One thing about me that I think surprises a lot of folks is that I’m actually a pretty lazy developer.
It’s not that I don’t want to do any hard word. I obviously often write my own helper functions instead of using off-the-shelf solutions.
What I mean is, I don’t like to have to think.
Cognitive overload ruins inertia
A lot of folks wrote to me ask when I choose one approach over another. I don’t.
I hate the cognitive overload that comes from trying to hyper-optimize choices like that. If I’m going to use
let for variables, I use it for all of them. If I’m going to use
fetch(), I use it for everything.
I always use
getElementById(), even when the selector is a single ID. I obsessively document my code.
All of this comes from a desire to remove the need to think about things that don’t matter all that much.

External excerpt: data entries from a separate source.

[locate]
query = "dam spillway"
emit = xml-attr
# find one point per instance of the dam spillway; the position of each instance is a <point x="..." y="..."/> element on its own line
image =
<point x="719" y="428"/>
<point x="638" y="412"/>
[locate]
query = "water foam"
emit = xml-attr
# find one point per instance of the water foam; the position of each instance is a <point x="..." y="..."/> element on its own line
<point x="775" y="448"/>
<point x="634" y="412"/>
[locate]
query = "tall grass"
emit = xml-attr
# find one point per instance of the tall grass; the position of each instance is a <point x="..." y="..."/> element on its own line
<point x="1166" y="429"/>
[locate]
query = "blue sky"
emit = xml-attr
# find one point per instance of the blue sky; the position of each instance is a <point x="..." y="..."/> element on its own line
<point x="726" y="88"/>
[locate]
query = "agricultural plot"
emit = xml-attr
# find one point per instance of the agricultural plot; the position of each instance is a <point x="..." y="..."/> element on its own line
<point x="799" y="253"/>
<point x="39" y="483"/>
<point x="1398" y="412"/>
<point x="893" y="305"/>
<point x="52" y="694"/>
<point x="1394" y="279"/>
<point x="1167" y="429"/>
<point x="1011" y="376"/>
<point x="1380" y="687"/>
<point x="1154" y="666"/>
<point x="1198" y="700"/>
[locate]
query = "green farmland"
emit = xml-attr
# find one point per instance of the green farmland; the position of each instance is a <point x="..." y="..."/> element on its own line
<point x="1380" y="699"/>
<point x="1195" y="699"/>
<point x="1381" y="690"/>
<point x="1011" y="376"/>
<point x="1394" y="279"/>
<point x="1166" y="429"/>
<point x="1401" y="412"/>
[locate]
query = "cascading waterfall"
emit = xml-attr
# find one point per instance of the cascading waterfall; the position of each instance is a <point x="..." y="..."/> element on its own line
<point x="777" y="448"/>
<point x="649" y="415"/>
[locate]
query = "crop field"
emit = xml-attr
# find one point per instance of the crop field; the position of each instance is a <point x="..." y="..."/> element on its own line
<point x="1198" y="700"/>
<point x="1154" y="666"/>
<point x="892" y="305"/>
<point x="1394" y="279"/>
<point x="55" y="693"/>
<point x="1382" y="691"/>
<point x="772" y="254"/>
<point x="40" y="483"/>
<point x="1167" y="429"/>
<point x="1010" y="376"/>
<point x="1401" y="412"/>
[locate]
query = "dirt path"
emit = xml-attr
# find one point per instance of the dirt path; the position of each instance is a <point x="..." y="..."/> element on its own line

Good programming is good problem-solving
When I’m writing code, I’d much rather spend time thinking about what steps I need to take to complete a task than which method I should use to get an element.
What makes programming fun (for me, anyways) is solving interesting problems, not the minutia of specific methods and approaches.
That may not be you. I know a lot folks who enjoy the challenge of writing code that’s as finely optimized as it can be. If you’re like that, awesome! Follow your bliss.
But if you’re more like me, if that’s not exciting for you, that doesn’t make you a bad developer. It just means you prefer to spend your energy on other things.